The type of cancer (Luminal B), high oncotype and short interval between presentation of the cancer and the identification of metastatic disease indicate the metastases were already established at presentation. Even if the treatment had not met the standard of care (which it did), the outcome would have been the same except that perhaps the local-regional recurrence may have been avoided if she had accepted adjuvant chemo and radiation. This, of course was not her doctors recommendation.

What makes you a good expert for this case?

I am a fully trained surgical oncologist practicing exclussively breast surgery in a high volume practice. I have been in practice since 1988 so I have an extensive experience in this area.
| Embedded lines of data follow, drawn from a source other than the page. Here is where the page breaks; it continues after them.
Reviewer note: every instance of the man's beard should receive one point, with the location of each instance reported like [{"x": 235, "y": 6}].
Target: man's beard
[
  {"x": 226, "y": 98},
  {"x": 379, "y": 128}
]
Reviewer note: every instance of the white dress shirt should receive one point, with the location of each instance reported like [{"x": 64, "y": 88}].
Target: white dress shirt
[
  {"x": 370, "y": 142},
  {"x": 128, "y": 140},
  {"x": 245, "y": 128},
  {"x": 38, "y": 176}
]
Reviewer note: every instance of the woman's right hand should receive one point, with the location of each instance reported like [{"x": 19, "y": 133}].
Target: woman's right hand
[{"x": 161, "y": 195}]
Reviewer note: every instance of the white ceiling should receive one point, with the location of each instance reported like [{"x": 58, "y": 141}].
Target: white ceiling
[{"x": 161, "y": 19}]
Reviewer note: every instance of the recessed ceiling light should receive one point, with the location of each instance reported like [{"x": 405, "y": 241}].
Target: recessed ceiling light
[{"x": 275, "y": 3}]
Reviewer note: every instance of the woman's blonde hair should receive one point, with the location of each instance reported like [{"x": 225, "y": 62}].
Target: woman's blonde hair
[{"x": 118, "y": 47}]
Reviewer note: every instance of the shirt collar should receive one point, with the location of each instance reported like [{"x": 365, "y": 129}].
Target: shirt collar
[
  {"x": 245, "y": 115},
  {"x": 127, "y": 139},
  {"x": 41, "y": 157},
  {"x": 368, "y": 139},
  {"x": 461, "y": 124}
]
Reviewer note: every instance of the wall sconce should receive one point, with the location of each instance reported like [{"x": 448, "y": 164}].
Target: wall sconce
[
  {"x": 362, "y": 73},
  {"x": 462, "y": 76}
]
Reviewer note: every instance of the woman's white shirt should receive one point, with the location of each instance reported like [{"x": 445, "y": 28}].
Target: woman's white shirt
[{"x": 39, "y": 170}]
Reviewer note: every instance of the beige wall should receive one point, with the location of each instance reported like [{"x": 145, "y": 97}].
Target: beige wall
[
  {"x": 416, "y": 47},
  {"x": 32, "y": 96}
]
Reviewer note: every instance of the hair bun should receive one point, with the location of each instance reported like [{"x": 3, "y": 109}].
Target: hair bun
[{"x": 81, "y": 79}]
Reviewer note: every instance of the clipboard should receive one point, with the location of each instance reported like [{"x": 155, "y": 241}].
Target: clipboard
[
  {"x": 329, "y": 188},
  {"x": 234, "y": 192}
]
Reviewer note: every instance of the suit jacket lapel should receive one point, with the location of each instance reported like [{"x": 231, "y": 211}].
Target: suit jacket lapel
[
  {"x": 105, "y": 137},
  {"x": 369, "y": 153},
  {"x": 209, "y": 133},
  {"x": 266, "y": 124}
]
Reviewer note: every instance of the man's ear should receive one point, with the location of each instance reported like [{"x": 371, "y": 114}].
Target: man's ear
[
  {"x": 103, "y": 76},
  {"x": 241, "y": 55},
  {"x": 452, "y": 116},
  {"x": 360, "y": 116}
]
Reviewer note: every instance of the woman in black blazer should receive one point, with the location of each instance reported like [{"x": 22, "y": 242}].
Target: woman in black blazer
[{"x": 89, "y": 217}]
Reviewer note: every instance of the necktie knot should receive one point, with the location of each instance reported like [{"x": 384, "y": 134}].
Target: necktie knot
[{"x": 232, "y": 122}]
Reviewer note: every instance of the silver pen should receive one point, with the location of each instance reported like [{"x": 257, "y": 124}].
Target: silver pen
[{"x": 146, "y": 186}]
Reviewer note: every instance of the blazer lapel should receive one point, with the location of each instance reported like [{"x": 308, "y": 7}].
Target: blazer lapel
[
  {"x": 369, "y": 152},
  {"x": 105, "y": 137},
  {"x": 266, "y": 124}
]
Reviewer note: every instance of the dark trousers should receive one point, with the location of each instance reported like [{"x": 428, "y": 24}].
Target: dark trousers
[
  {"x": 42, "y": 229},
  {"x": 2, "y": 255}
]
I evaluate aproximately 225 new breast cancer cases a year. I have had leadership positions in the development, management and oversight of breast centers. I have run the multidisciplinary breast tumor conference for approximately 30 years. I also have an extensive forensic experience. I've reviewed over 100 cases, written multiple reports, have been deposed many times and have given trial testimony on many occasions.

How often do you encounter cases similar to this one in your practice?

This type of case is extremely common in my practice. As mentioned above, I evaluate about 225 new breast cancer cases per year, of which about 70 % are hormone receptor positive, her2neu negative.